Multiple Regulation of Electrolyte with Trace Amounts of Sodium Dehydroacetate Additives Enables High‐Performance Aqueous Zinc‐Ion Batteries

Rechargeable aqueous zinc-ion batteries (AZIBs) draw much attention for low cost and high safety. However, hydrogen evolution reaction (HER) and uneven Zn²⁺ deposition shorten lifespan, hampering commercial use. In this study, sodium dehydroacetate (SD) containing carbonyl and keto-carbonyl is introduced as multifunctional electrolyte additives, which effectively modifies the solvent shell structure, achieving a Zn²⁺ transference number of up to 0.72. Acting as a hydrogen bond acceptor, SD disrupts the water network structure, thereby increasing the HER overpotential by 22 mV and the corrosion potential by 9 mV. The polar functional groups in SD can reversibly capture H⁺ ions and dynamically neutralize OH⁻ ions, maintaining interfacial pH balance on the zinc anode and suppressing HER. Notably, SD not only alters the electrolyte's kinetic but also induces uniform Zn²⁺ deposition along the (002) plane, inhibiting dendrite growth and minimizing side reactions. This phenomenon is demonstrated in both symmetric and full-cell configurations.
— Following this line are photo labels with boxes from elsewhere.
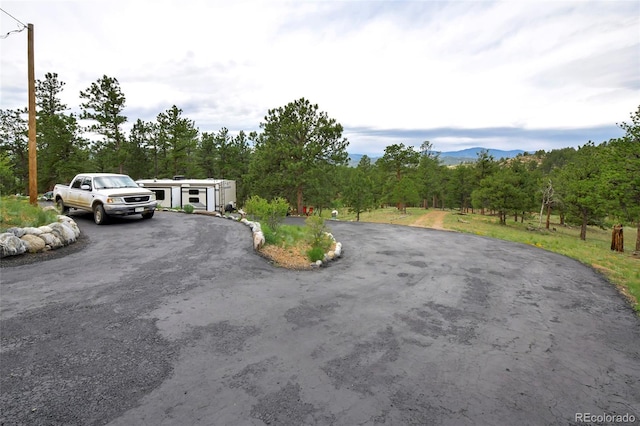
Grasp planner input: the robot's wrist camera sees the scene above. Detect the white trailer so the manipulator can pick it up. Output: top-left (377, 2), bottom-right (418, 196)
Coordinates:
top-left (136, 179), bottom-right (237, 213)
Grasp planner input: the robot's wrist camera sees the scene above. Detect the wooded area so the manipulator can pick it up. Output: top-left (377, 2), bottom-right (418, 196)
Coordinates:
top-left (0, 73), bottom-right (640, 251)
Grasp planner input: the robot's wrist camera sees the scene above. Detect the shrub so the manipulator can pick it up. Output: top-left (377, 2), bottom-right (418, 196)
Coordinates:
top-left (260, 223), bottom-right (278, 244)
top-left (304, 216), bottom-right (333, 254)
top-left (307, 247), bottom-right (324, 262)
top-left (244, 195), bottom-right (289, 233)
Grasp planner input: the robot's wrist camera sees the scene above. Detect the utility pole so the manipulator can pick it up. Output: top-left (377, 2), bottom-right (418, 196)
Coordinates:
top-left (27, 24), bottom-right (38, 205)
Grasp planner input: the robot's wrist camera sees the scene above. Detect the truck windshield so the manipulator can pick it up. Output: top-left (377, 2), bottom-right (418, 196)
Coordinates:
top-left (93, 176), bottom-right (138, 189)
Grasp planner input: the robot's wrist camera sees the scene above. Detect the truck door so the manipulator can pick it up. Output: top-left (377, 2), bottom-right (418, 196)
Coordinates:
top-left (78, 177), bottom-right (94, 209)
top-left (65, 176), bottom-right (84, 207)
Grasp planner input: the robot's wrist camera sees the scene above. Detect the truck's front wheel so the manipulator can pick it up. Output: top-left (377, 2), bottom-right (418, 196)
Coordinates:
top-left (93, 204), bottom-right (108, 225)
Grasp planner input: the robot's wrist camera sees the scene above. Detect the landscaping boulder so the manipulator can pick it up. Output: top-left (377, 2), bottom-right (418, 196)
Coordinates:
top-left (20, 233), bottom-right (45, 253)
top-left (0, 233), bottom-right (27, 258)
top-left (22, 227), bottom-right (42, 235)
top-left (49, 222), bottom-right (76, 246)
top-left (5, 228), bottom-right (25, 238)
top-left (40, 232), bottom-right (64, 249)
top-left (253, 231), bottom-right (264, 250)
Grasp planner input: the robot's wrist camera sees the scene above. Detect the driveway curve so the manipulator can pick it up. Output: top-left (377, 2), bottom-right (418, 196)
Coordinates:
top-left (0, 212), bottom-right (640, 425)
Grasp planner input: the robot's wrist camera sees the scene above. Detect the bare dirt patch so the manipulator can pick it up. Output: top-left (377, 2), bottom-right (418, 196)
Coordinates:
top-left (260, 242), bottom-right (336, 270)
top-left (409, 210), bottom-right (447, 230)
top-left (260, 244), bottom-right (311, 269)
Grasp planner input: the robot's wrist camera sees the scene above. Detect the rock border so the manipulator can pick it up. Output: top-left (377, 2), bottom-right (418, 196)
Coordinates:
top-left (0, 215), bottom-right (80, 259)
top-left (238, 217), bottom-right (342, 268)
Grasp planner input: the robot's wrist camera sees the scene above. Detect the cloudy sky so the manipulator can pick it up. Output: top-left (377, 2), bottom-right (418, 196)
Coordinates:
top-left (0, 0), bottom-right (640, 155)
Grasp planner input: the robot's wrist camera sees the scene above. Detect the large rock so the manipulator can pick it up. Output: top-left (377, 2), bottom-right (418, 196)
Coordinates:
top-left (49, 222), bottom-right (76, 246)
top-left (253, 231), bottom-right (264, 250)
top-left (20, 234), bottom-right (45, 253)
top-left (0, 232), bottom-right (27, 258)
top-left (40, 232), bottom-right (64, 249)
top-left (22, 227), bottom-right (42, 235)
top-left (5, 228), bottom-right (24, 238)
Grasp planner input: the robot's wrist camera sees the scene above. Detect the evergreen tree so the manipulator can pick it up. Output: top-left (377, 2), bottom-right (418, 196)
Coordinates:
top-left (376, 143), bottom-right (420, 212)
top-left (36, 73), bottom-right (89, 191)
top-left (0, 109), bottom-right (29, 194)
top-left (343, 155), bottom-right (374, 222)
top-left (80, 75), bottom-right (127, 173)
top-left (157, 105), bottom-right (202, 178)
top-left (249, 98), bottom-right (348, 212)
top-left (558, 142), bottom-right (606, 240)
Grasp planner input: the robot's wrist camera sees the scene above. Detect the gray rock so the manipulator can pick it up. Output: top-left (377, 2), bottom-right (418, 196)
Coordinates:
top-left (253, 231), bottom-right (264, 250)
top-left (0, 228), bottom-right (27, 258)
top-left (5, 228), bottom-right (24, 238)
top-left (40, 232), bottom-right (64, 249)
top-left (20, 234), bottom-right (45, 253)
top-left (49, 223), bottom-right (76, 246)
top-left (22, 227), bottom-right (42, 235)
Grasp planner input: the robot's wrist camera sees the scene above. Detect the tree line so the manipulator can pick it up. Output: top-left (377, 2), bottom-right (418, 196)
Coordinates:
top-left (0, 73), bottom-right (640, 250)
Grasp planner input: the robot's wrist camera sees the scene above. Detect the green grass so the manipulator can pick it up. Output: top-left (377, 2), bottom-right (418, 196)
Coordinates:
top-left (0, 196), bottom-right (58, 232)
top-left (260, 222), bottom-right (310, 248)
top-left (444, 213), bottom-right (640, 313)
top-left (330, 207), bottom-right (428, 225)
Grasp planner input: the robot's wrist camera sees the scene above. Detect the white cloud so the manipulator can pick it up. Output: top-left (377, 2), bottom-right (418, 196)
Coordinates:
top-left (0, 0), bottom-right (640, 153)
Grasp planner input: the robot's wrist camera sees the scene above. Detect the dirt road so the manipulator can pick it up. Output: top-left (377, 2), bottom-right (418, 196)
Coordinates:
top-left (409, 210), bottom-right (447, 230)
top-left (0, 212), bottom-right (640, 426)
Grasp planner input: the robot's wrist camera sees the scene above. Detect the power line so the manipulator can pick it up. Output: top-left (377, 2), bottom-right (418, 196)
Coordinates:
top-left (0, 7), bottom-right (27, 39)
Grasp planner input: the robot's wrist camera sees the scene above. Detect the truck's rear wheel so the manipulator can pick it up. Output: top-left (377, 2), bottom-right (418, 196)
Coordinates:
top-left (56, 198), bottom-right (69, 214)
top-left (93, 204), bottom-right (108, 225)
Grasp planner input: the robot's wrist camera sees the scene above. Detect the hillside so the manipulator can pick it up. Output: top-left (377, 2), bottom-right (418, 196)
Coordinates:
top-left (349, 147), bottom-right (525, 167)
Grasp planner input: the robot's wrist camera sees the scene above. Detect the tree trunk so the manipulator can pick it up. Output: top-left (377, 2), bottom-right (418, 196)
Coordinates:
top-left (547, 204), bottom-right (551, 229)
top-left (297, 185), bottom-right (302, 214)
top-left (580, 214), bottom-right (588, 241)
top-left (611, 225), bottom-right (624, 253)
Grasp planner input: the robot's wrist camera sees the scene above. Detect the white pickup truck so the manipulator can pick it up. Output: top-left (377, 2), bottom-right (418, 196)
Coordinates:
top-left (53, 173), bottom-right (156, 225)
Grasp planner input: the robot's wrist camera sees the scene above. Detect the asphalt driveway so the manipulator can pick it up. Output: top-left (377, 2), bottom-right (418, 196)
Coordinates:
top-left (0, 212), bottom-right (640, 425)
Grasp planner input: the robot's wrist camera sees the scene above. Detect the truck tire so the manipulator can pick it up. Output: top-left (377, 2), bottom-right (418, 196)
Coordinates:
top-left (56, 198), bottom-right (69, 214)
top-left (93, 204), bottom-right (108, 225)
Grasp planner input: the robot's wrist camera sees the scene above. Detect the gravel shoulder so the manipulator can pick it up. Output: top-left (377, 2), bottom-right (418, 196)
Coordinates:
top-left (0, 212), bottom-right (640, 425)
The Zn//Zn symmetric cell achieves an ultra-long cycling lifespan of 2800 hours at 5 mA cm⁻², and the Zn//VO₂ full battery maintains a capacity retention rate of 73.09% after 2000 cycles with a high average coulombic efficiency of 99.98%, underscoring the effectiveness of this electrolyte additive in enhancing battery performance.